We have to show up at the Black Hills, and in whatever form, we have to pray there, meditate, and send out our invocations for this land. I’m reminded of a teaching someone who once sat here repeated to us some 10 years ago: Your job is to eat what’s on your plate. It’s not to eat what’s on somebody else’s plate, but to eat what’s on your plate. The Black Hills are on our plate because we’re Americans. I’ve talked here about other Zen Peacemaker retreats at Auschwitz and Rwanda, but this retreat is ours, as Americans. It’s our thing to go there, do council, and listen—not just to the Hills but also to the people who’ve lived and worked there.
Listen to Steve Newcomb talk about his efforts to get the Vatican to rescind the Papal Bull of 1493, giving the kings of Spain all rights to this hemisphere: We assign to you, and your heirs and successors, kings of Pastille and Leon, all islands of mainlands found, and to be found, discovered and to be discovered towards the West and South. Listen to Charmaine White Face talk about her unrelenting efforts to show the Environmental Protection Agency what is happening to the waters under the Pine Ridge Reservation. Listen to Tuffy Sierra talk of what he has experienced in his lifetime, and in his family’s lifetime.
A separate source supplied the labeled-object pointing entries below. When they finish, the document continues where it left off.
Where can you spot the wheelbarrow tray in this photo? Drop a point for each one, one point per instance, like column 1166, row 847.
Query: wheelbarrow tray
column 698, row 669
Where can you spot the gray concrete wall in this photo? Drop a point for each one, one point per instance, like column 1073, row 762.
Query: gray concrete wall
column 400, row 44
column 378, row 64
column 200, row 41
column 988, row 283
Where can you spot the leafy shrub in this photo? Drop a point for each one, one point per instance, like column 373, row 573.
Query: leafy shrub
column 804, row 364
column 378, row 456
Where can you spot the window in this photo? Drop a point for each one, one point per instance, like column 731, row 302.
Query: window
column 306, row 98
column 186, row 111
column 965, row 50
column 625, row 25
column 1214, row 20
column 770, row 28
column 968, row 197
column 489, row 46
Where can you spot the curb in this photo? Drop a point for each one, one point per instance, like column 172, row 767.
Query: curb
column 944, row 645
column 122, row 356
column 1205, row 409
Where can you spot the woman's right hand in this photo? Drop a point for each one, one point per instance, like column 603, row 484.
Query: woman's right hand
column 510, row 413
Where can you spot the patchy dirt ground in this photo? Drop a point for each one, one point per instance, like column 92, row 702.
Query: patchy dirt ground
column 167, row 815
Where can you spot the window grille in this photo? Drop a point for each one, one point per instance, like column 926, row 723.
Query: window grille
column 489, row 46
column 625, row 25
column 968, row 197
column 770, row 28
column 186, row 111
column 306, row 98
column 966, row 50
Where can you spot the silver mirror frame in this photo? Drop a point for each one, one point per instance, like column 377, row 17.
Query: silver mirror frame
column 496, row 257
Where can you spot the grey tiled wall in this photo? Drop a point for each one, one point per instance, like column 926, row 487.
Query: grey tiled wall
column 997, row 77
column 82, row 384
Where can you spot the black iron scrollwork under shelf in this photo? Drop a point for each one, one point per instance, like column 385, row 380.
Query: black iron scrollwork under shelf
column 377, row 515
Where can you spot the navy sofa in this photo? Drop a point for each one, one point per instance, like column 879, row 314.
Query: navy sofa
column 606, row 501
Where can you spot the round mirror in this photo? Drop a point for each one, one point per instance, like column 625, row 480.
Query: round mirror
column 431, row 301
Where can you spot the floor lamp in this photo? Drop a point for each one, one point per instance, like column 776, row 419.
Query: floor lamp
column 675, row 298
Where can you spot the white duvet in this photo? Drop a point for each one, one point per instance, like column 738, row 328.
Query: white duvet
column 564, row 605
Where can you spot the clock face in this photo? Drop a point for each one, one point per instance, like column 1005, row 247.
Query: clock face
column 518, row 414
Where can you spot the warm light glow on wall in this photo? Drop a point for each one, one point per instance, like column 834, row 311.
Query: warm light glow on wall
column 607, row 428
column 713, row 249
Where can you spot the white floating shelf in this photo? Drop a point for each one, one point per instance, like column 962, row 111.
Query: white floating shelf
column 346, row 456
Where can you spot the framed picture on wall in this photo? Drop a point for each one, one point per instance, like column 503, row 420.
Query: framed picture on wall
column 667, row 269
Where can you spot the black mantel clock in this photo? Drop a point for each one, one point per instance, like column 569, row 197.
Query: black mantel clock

Really, really live this karma. Be there, take it on completely: This is what we did. This, too, is who we are, unconditionally, moment after moment. Bear witness to the Black Hills: colonized and exploited for 150 years, and still offering grasslands and canyons, lakes, streams and waterfalls, and summer wildflowers for those still seeking a vision.
What we have to do, all we can do, is take that first step. That will lead to the next step, and the step after that. Begin the process. The Hills are magic. Our gathering there is insignificant over the general course of time, but bearing witness isn’t about past, present, or future, it’s becoming the place, the people, the moment. It’s having no idea or expectation, just the wish to be there with other people who want to do this.